My in-laws rarely spoke of it. They rented a small home in central Lincoln and quietly persisted. They’re both gone now, but the home they eventually bought is still a part of our family.
Albert Maxey came to the University of Nebraska on a basketball scholarship in 1957 and two years later looked for an apartment near campus for him and his new wife. He was turned down several times and still remembers the landlord who took him in, though he said he needed to ask other tenants first if it was OK. Maxey didn’t need to ask why.
Eventually he bought a house in Belmont, and, while he didn’t have trouble buying the home, he and his wife moved after his daughter came home and repeated a rhyme — including a racial slur — that neighborhood kids sang while she and the other kids played.
“She was starting kindergarten, so I said ‘that’s enough of that,’” he said.
He was a police officer by then, and found a brick house near 28th and S streets, a neighborhood near where many Black families lived, like the ones where he and his wife had grown up.
“We wanted to make sure that our kids were conscious of our people and where they’re at,” he said. “That was my reason to find a ... nice place within the area where a majority of Black people lived.”
Years later, in the early 1980s, Myles became a sociology professor at UNL and was told by a landlord he’d had problems with previous tenants and couldn’t rent to him. When Myles and his wife found out those previous tenants were Black, he filed a discrimination lawsuit. They later settled the suit, he said, though in hindsight he wishes he’d seen it through.
Home ownership is one of the main drivers of generational wealth, and the effects of redlining and racial covenants linger.

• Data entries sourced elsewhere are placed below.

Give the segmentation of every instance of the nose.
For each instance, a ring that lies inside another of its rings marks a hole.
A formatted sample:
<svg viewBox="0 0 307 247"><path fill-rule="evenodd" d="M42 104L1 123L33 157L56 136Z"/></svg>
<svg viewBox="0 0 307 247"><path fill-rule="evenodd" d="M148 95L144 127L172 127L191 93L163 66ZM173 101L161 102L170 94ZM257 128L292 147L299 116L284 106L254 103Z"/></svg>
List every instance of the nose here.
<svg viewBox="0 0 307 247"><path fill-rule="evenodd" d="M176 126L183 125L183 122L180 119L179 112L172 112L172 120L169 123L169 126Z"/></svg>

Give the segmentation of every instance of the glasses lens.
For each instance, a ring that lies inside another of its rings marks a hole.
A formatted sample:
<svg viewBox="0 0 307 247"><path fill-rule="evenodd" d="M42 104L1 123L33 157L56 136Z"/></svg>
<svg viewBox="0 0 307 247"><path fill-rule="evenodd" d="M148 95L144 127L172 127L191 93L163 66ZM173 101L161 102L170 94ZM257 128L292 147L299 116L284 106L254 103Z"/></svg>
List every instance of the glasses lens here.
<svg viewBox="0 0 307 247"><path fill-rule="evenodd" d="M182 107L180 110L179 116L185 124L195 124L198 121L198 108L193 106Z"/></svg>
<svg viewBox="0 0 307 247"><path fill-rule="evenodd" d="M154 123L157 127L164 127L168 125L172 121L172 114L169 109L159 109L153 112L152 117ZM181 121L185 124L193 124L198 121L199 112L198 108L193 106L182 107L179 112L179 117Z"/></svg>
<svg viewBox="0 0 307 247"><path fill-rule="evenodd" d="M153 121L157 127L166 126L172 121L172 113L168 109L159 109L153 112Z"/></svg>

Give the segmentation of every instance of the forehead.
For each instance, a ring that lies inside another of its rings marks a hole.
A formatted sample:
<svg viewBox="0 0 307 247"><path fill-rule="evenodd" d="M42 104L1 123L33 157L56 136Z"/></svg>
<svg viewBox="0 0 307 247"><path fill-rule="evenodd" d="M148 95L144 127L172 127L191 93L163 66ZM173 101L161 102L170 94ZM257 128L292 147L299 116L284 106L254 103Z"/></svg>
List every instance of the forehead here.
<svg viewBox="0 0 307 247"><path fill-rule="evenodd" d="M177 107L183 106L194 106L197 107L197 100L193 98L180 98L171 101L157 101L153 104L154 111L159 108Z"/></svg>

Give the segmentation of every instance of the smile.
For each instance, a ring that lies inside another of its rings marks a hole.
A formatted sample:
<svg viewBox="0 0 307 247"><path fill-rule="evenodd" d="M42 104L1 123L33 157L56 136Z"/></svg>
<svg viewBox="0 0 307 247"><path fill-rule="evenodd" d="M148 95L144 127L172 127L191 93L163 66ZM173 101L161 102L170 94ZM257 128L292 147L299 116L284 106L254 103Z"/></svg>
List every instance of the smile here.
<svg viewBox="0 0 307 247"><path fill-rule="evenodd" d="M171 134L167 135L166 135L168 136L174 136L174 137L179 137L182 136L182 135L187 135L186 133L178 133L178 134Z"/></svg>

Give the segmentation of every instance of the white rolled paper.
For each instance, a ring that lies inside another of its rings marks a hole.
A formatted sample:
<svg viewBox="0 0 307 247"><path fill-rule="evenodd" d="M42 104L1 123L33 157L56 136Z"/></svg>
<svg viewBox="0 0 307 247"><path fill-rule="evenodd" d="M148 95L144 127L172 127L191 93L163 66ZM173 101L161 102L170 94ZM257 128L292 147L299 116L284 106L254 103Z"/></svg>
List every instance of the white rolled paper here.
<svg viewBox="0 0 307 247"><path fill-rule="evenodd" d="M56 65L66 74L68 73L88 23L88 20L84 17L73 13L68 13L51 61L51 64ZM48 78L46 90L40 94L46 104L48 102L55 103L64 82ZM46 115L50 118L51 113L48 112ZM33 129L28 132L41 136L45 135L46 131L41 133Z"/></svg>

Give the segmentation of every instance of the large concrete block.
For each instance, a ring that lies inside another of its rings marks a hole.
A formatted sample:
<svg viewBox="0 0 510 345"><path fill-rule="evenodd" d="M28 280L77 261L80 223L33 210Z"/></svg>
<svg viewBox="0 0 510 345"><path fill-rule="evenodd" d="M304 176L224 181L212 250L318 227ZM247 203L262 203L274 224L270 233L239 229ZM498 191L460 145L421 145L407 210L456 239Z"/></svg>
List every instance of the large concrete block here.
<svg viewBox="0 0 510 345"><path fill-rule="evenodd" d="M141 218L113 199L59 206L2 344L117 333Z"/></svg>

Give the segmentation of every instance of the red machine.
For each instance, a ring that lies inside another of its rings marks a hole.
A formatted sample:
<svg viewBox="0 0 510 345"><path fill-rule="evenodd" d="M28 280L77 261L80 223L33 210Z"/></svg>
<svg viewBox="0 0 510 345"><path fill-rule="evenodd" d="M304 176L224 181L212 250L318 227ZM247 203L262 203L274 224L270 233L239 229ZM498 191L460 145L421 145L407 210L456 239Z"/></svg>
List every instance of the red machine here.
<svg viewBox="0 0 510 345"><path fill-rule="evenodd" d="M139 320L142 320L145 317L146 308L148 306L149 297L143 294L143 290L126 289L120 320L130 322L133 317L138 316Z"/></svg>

Consider this: The median income for households of color in Lancaster County is 15% to 47% less than white households, according to the Census Bureau’s American Community Survey. Nearly 64% of white households own their homes. Fewer than 23% of Black families and 38% of Latino households do.
Wimes recalls that when Paul Adams — an army lieutenant colonel and Tuskegee Airman — moved to Lincoln as deputy commander of the Lincoln Air Base, he had the means to buy an upper-middle income home, but real estate agents would only show him homes in certain neighborhoods.
He wanted to buy one house on Cotner Boulevard, Wimes said, and though Adams could afford it, he couldn't get a loan approved.
Homes with lower values affected families’ abilities to move to larger homes and different neighborhoods, Wimes said.
For instance, in the '70s, when city officials wanted to build the Northeast Radial, people who lived in the path of the proposed roadway faced selling devalued homes that would have made it nearly impossible to buy a new home of the same size, he said. Ultimately, the radial was never built, but homes were sold during the planning process, Zimmer said.
Johnson-Farr, who lived in the home she grew up in until about four years ago, said many of those longtime families have moved on and many of the homes today are rentals, not owner-occupied.
So what does all that mean for city planners?
It means using that history to inform decisions moving forward, Cary said.
It plays a part in affordable housing decisions — including adding affordable units to as many housing projects as possible, and looking at ways to create more mixed-housing options across the city.
While Lincoln doesn’t have zoning ordinances that allow only single-family units, there are certainly neighborhoods where that is most prevalent, Cary said.
Understanding that history plays into the city’s desire to create “complete neighborhoods” — those with mixed-housing options and services such as grocery stores and banks, schools and parks and swimming pools nearby.
“We don’t have all the answers,” Cary said. “What it does — having that background and understanding of what happened in our city — leads to better informed decision-making.”